Secret redaction

Every time a hook runs, Cloudhooks captures what your code logs—payloads, API responses,console.logoutput. That output often contains data that was never meant to be stored: authorization headers, access tokens, customer email addresses, internal API keys.

Secret redaction automatically masks sensitive values in your logs before they are written, so raw credentials never appear in your run history.

Note: Redaction applies only to log output. Payloads are stored as-is and are unaffected.

What is always masked

Certain field names are masked in every run, regardless of your configuration. These include common credential-related keys like:

  • Authorization
  • token
  • access_token
  • refresh_token
  • api_key
  • client_secret
  • password
  • cookie
  • x-api-key
  • jwt

If any of these appear as a key in a logged object—at any nesting depth—their value is replaced with [redacted].

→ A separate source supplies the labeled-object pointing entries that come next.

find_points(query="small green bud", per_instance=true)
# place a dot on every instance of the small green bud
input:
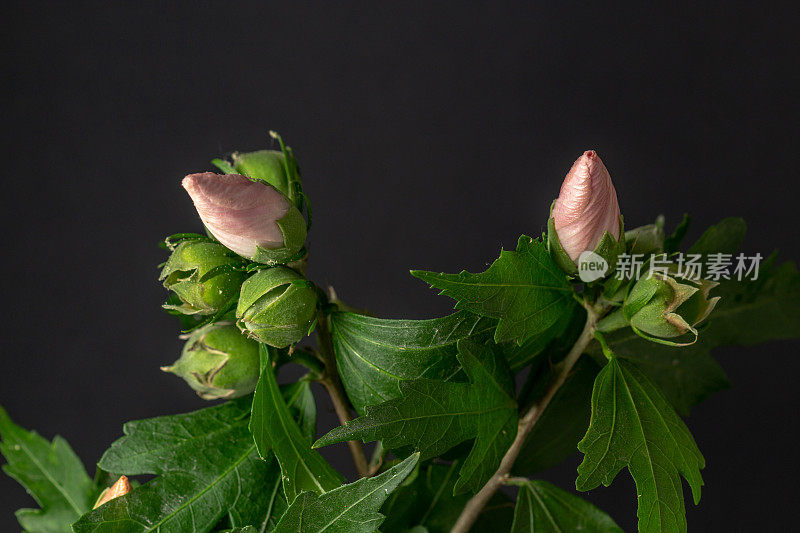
(277, 306)
(664, 307)
(218, 362)
(185, 268)
(268, 166)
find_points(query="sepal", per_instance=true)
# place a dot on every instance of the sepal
(277, 306)
(661, 306)
(186, 273)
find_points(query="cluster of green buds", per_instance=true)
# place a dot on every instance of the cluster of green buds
(193, 273)
(218, 362)
(250, 266)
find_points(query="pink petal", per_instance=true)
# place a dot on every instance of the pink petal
(240, 213)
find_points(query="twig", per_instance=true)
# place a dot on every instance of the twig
(476, 504)
(330, 380)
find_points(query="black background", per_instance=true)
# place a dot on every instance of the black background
(429, 136)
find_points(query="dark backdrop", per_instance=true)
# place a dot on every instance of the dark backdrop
(429, 136)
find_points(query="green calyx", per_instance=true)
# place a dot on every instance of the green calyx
(277, 306)
(218, 362)
(294, 229)
(608, 248)
(189, 263)
(664, 307)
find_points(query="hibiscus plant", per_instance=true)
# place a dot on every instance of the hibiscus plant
(589, 337)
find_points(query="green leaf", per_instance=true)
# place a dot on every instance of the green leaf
(557, 338)
(351, 508)
(749, 312)
(183, 501)
(425, 502)
(544, 508)
(52, 474)
(209, 471)
(274, 429)
(373, 355)
(633, 425)
(524, 289)
(433, 416)
(725, 237)
(555, 436)
(167, 443)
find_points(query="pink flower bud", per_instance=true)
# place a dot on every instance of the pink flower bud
(586, 207)
(243, 215)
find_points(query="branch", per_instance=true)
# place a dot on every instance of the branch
(330, 380)
(476, 504)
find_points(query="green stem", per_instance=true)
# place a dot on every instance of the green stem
(330, 380)
(476, 504)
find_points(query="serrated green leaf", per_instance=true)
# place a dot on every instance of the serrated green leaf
(425, 502)
(209, 471)
(558, 338)
(633, 425)
(351, 508)
(672, 242)
(749, 312)
(373, 355)
(52, 474)
(275, 430)
(433, 416)
(524, 289)
(555, 436)
(300, 399)
(544, 508)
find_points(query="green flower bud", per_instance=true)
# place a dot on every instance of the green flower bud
(647, 239)
(277, 306)
(664, 307)
(268, 166)
(185, 268)
(218, 362)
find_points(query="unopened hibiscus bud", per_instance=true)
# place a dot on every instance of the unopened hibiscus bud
(120, 488)
(277, 306)
(251, 218)
(218, 362)
(268, 166)
(664, 306)
(585, 217)
(184, 271)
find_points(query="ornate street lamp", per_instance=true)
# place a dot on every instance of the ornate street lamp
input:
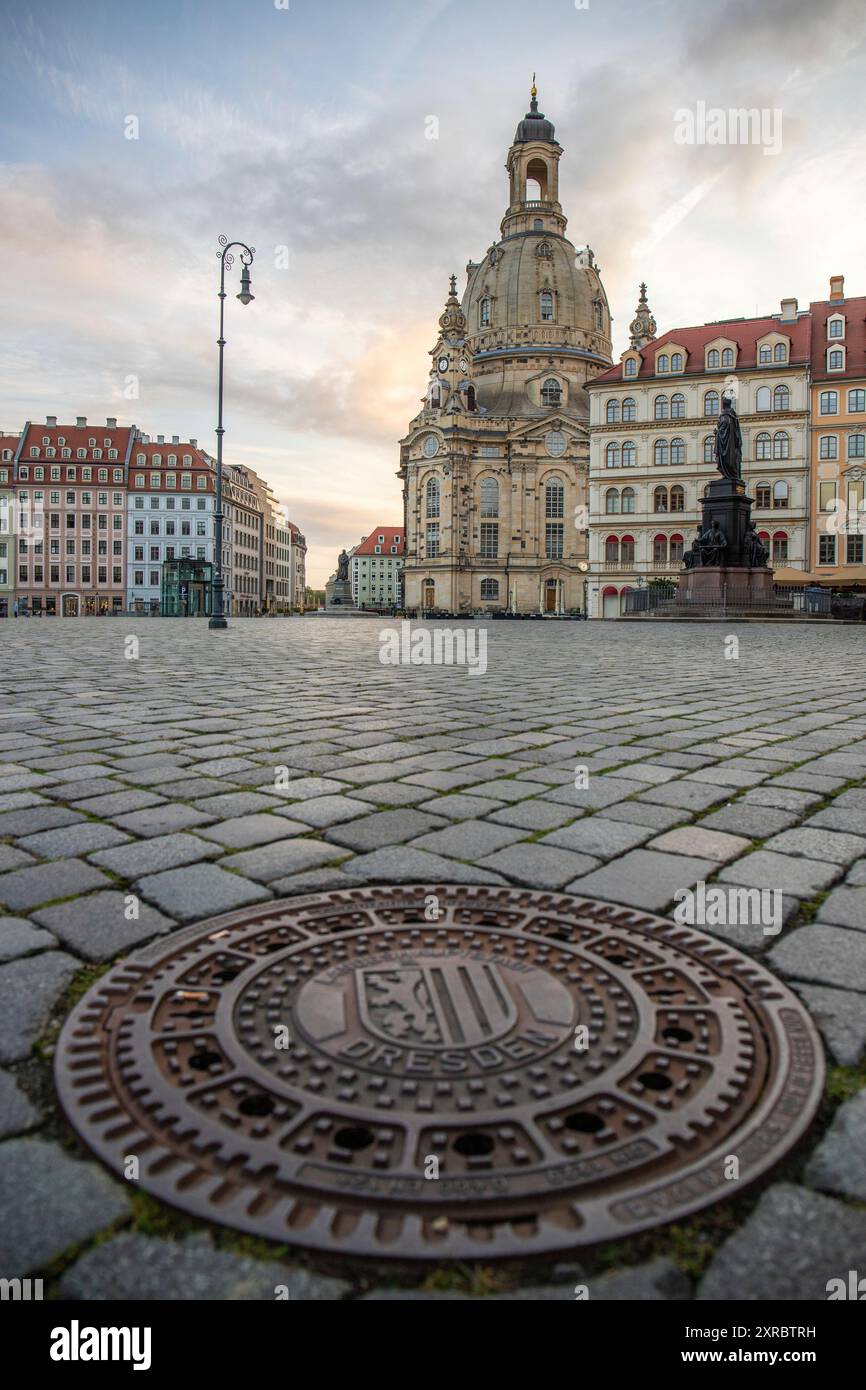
(227, 260)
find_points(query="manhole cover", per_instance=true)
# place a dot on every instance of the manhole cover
(572, 1070)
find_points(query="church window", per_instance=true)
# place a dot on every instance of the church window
(489, 498)
(555, 498)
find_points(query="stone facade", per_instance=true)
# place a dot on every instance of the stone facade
(495, 463)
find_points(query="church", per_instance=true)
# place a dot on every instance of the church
(495, 464)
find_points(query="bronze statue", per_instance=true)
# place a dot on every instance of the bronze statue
(712, 545)
(756, 553)
(729, 442)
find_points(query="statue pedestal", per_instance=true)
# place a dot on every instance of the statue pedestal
(338, 594)
(724, 585)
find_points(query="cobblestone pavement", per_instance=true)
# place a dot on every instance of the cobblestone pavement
(157, 776)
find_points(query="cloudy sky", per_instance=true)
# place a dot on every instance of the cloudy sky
(300, 127)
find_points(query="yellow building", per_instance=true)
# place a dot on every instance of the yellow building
(495, 463)
(838, 438)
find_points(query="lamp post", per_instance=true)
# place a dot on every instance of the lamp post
(227, 260)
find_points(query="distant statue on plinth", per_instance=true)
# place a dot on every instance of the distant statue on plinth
(729, 442)
(712, 545)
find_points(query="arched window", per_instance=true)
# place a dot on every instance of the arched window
(762, 445)
(489, 498)
(555, 498)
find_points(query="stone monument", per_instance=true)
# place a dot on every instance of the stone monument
(338, 590)
(727, 562)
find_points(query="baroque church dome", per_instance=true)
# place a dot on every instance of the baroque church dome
(534, 298)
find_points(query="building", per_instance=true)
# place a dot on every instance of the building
(652, 431)
(495, 463)
(9, 448)
(170, 528)
(377, 569)
(299, 567)
(71, 485)
(838, 438)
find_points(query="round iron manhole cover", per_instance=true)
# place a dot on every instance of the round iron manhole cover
(520, 1075)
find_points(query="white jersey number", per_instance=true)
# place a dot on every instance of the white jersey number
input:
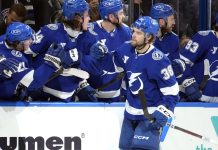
(192, 46)
(167, 72)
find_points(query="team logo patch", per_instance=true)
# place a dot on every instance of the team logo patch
(16, 53)
(204, 33)
(52, 26)
(157, 55)
(91, 29)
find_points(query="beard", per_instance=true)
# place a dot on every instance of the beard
(134, 43)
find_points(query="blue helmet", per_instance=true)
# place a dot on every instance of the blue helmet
(161, 10)
(72, 7)
(147, 25)
(107, 7)
(17, 31)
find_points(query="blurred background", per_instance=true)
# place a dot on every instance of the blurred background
(191, 15)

Environment variable values

In production runs, the values of your environment variables are masked wherever they appear in log output. This means an API key or database URL stored as an environment variable will never appear in plain text in your run history, even if your hook accidentally logs it.

Test runs are different. In test mode, environment variable values are shown in plain text. This is intentional—when debugging a hook, you need to confirm which value is active or verify that a hook-level override is taking effect. Use test runs whenever you need that visibility.

Configuring custom redaction keys

Beyond the built-in defaults, you can tell Cloudhooks to mask additional fields by name. Navigate to Settings → Log redaction keys and add the field names you want masked.

There are two forms:

Simple name

Masks that field anywhere in a logged object, regardless of where it appears in the structure.

email

A log entry like:

{ customer: { email: "alice@example.com", id: 123 } }

becomes:

{ customer: { email: "[redacted]", id: 123 } }

Dot-notation path

Masks only the field at a specific location. Useful when a common field name like phone should only be redacted in a particular context.

customer.phone

This masks customer.phone but leaves a phone field at the top level, or under a different parent, untouched.

Note: Key matching is case-insensitive—Email, email, and EMAIL all match the same rule.

Limitations

  • Payloads are not redacted. Redaction applies to log output, not to the event payload that triggered the hook.
  • Short values are not masked. Values fewer than 8 characters are not masked by value-based matching. This prevents common short strings from being incorrectly censored across all log output.
  • Value-based masking is best-effort. Key-based masking (field names you configure and the built-in list) is exact. Value-based masking (environment variable values, Shopify access tokens) scans log strings for the literal value—if your code transforms the value before logging, the transformed form may not be caught.